Pens are like People.

Waterman Expert 2 fountain pen. The ‘Ruby’ wedding gift from my wife.

The photograph above? An empty pen stand awaiting who knows what inky filled treasure. Subsequently. What future stories will evolve from both nibs?

Intentions were, whilst away on our anniversary break, to visit a specialist fountain pen supplier in the beautiful City of York. I looked the address up again the night before the York visit and was truly dismayed to see the page giving overall information re: opening times, site links, directions, etc. said ‘Permanently Closed’. Not through business hardships apparently, but from the owners simply retiring. It is a shame that the next nearest specialists were an hour’s travelling distance by car. Our time in York was to be an ‘all day’ intentional. We wanted to meet up with my wife’s sister and spend time together. 

I wanted ink, cartridges and ink converter to house in the Waterman fountain pen that Angie, my wife, had bought for me as a gift for our Ruby Wedding Anniversary. As luck would have it, I found some black and blue Waterman cartridges in good old W H Smith’s. Eagerly housed and the first words were much anticipated. The pen works beautifully and intentions are to write a deeper blog on how it performs. Loved it’s initial showing so much that I thought I would get a companion for it. 

Waterman pens seem to be extraordinarily diverse in design over the decades upon decades of their existence. If you were an avid Waterman collector it would bring many avenues to getting to grips with the amount of designs, mechanics and performance analyses in them all. I could imagine, as a collector, it being a full time commitment in study factors. I have no intentions in this pursuit at all. 

However, when looking at the specific design of my wife’s gift, the Waterman Expert 2 fountain pen, it was then I noticed the very different nib shape on the Expert 1. I hunted information and found one on eBay. At auction, it was very reasonable for the starting price of £25. I won it at that £25 price. My wife always shakes her head when I say ‘I won it’. She says ‘No! You didn’t win it. You bought it’. Romanticism and subsequent successes are found in the act of challenges. Not being handed life’s treasures on a plate. That is how our marriage has lasted as long as it has. Experiencing the trials and tribulations alongside the easier times. 

Please tap on individual images to enlarge.

So ‘won it’ means it was worth the attentive act of purposeful pursuit. Not looking one up and buying the new shiny dependable one. Auction fountain pens? They are based in happenstance and perchance. Simply ‘Buying it’ is so much more a disappointing pleasure. So now two Experts will exist alongside each other. The Expert 1 is still out there in postal land. When it arrives it will be good to write a collective blog on both pens. It somehow links to a relationship between two inky driven souls. Two fountain pens of vintage nature. Two pens that are different in their idiosyncratic inherent natures but actually familiar in their outward presentations. What stories are to be wondered in the act of, unknown to myself, lyrics, poetry, thoughts, reflections and the brevities of any important or everyday words written from both nibs, different inks and then onto paper results? Flights of fantasy, freedom of expression or philosophical words are a fabulous spiritual experience when written down. However. A written shopping list of food needs and ingredients are equally as important in keeping one alive through the fundamental need of nutritional sustenance. 
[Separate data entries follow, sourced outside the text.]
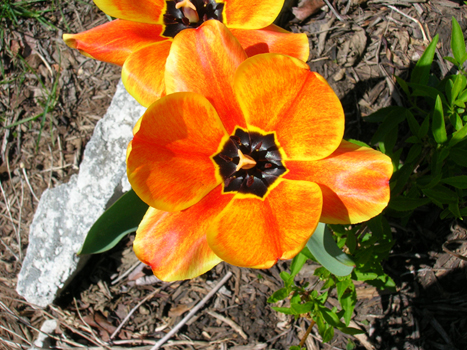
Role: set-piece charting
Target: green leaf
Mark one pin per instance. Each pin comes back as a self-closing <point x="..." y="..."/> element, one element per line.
<point x="358" y="143"/>
<point x="463" y="96"/>
<point x="440" y="194"/>
<point x="365" y="276"/>
<point x="454" y="209"/>
<point x="452" y="60"/>
<point x="403" y="85"/>
<point x="424" y="128"/>
<point x="342" y="286"/>
<point x="413" y="124"/>
<point x="328" y="254"/>
<point x="284" y="310"/>
<point x="458" y="136"/>
<point x="394" y="118"/>
<point x="351" y="331"/>
<point x="421" y="72"/>
<point x="328" y="334"/>
<point x="348" y="302"/>
<point x="330" y="317"/>
<point x="407" y="204"/>
<point x="414" y="152"/>
<point x="120" y="219"/>
<point x="456" y="181"/>
<point x="438" y="126"/>
<point x="458" y="86"/>
<point x="425" y="91"/>
<point x="278" y="295"/>
<point x="458" y="156"/>
<point x="297" y="263"/>
<point x="302" y="308"/>
<point x="383" y="113"/>
<point x="457" y="41"/>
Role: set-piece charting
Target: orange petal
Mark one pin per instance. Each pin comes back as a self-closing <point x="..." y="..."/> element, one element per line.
<point x="146" y="11"/>
<point x="273" y="39"/>
<point x="174" y="244"/>
<point x="250" y="14"/>
<point x="114" y="41"/>
<point x="168" y="160"/>
<point x="204" y="60"/>
<point x="251" y="232"/>
<point x="354" y="181"/>
<point x="143" y="73"/>
<point x="279" y="94"/>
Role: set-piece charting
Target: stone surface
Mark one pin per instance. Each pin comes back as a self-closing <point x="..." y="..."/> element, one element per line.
<point x="66" y="213"/>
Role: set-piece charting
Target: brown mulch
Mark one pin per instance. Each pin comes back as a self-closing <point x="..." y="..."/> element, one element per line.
<point x="358" y="54"/>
Rather like two people who have grown together in a relationship and reached decades of stories too. Fundamentals of living alongside flights of fantasy and freedom of self expression go hand in hand. It’s what makes us who we are.
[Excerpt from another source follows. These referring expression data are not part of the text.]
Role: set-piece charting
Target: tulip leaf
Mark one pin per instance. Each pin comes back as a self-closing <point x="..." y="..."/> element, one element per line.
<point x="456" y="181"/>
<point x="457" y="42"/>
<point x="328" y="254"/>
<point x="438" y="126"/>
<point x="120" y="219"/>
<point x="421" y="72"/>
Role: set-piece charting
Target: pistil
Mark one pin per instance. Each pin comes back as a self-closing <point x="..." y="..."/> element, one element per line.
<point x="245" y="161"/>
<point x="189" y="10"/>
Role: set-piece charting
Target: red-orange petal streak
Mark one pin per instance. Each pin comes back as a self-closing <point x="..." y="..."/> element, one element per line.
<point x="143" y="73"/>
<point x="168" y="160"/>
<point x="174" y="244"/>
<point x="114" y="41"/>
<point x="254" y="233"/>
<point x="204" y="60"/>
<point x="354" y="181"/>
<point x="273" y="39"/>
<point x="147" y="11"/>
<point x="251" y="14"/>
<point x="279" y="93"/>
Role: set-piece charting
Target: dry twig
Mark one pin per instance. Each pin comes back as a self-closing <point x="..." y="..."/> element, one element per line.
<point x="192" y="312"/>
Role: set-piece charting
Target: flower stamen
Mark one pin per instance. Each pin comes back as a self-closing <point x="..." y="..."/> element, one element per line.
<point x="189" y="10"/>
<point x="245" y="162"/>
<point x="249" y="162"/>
6 thoughts on “Pens are like People.”

    1. The Expert 1 arrived this morning. It’s nib performance is lovely. In fact. Both Experts are working okay. The couple who ran the shop? I looked them up to see if they had moved to another premises. Then found out they had retired. A bit of a story too about their history. Sounded like a great shop! Shame really that no one took it on. It was called ‘Signatures’ Here’s a link. Quaint old place too. Cheers Danny.

      Liked by 1 person

  1. That’s so disappointing Gray. I love York, but can understand your disappointment at not finding the shop open. I would usually go to The Pen Shop but I think they’ve closed their Glasgow branch.
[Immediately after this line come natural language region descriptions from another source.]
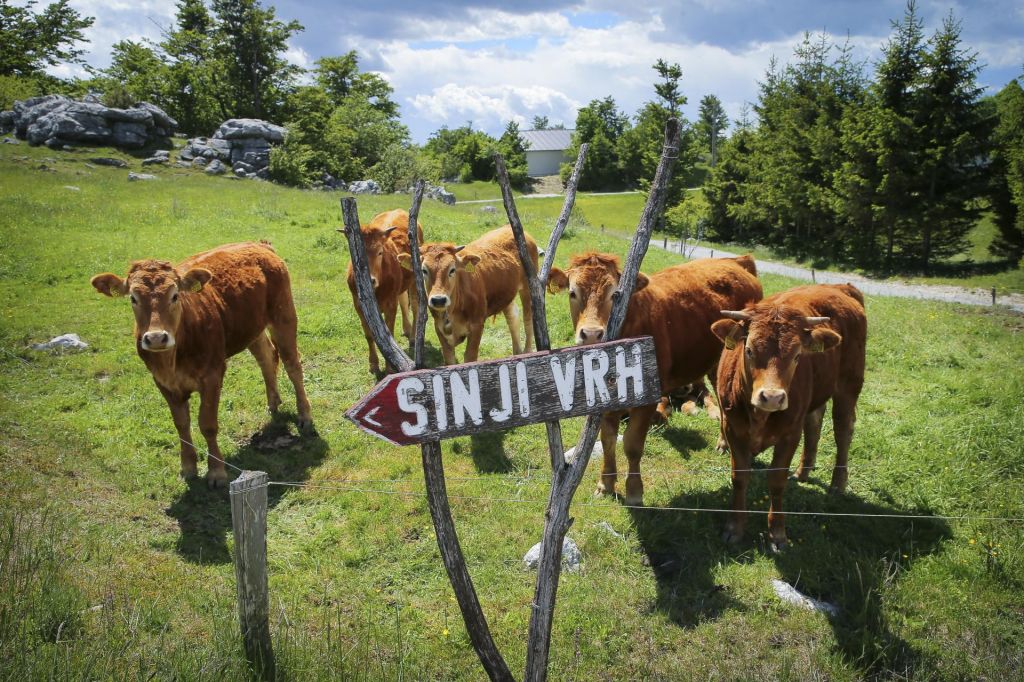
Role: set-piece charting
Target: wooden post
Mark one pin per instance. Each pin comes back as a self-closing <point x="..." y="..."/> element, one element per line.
<point x="248" y="494"/>
<point x="567" y="475"/>
<point x="448" y="541"/>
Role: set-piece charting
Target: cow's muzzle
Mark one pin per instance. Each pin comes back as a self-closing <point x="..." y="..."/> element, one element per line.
<point x="157" y="341"/>
<point x="770" y="399"/>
    I’ve discovered I seem to have a fancy Italian silver fountain pen, but struggling to find ink cartridges for it

    Liked by 1 person

    1. I suppose many businesses have struggled with custom over the lockdowns. Especially in busy places like York. Your Italian pen, if there is no identification on it anywhere, can be identified by others on pen enthusiast sites. The fountain pen network is a site I joined. Or on here there are bloggers who focus on fountain pens. Or a specialist shop may identify. Standard cartridges are cheap and worth a try. Thank you for commenting. All the best.


      1. Be nice to get a fountain pen up and working. Sounds like you want to revisit the writing experience. It’s something I have noticed that blog contacts get very absorbed in and is great therapy. Good luck with your seeking.